When we tried to run sqlplus the executable was not found but 
actually the file 
has been renamed as sqlplusO. There were other  files which has O or 
0 appended 
at the end. 
  
I suspect it due to the filesystem error :- 
Apr 19 17:01:59 ecos2 kernel: EXT3-fs error (device cciss1(105,6)): 
ext3_readdir: directory #1632391 contains a hole at offset 0 

I have re-formatted the shared filesystems and tried mounting after 
starting up both nodes in cluster mode. This will work fine but 
intermittenly it fail with the following error message 
in /var/log/messages during any apps install :- 

ecos2 kernel: cciss: cmd f6960000 timedout 

The cciss driver version is 2.4.49 . 

This problem can be reproduced. 

Desparately need to resolve this problem due to project deadline.

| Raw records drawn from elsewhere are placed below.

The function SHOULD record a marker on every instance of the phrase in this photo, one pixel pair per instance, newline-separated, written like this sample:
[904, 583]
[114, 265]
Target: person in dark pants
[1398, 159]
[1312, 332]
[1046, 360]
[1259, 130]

Open a RHN Csutomer Service Report : 318556

e-mail : jude.my

Comment 1 Jeff Needle 2004-04-23 00:07:07 UTC
Since you have reported this to our support folks, someone will be in
touch with you very shortly to work through this.

Comment 3 Stephen Tweedie 2004-10-15 00:20:28 UTC
Closing as NOTABUG for now; please reopen if there is a genuine bug
discovered which needs to be escalated.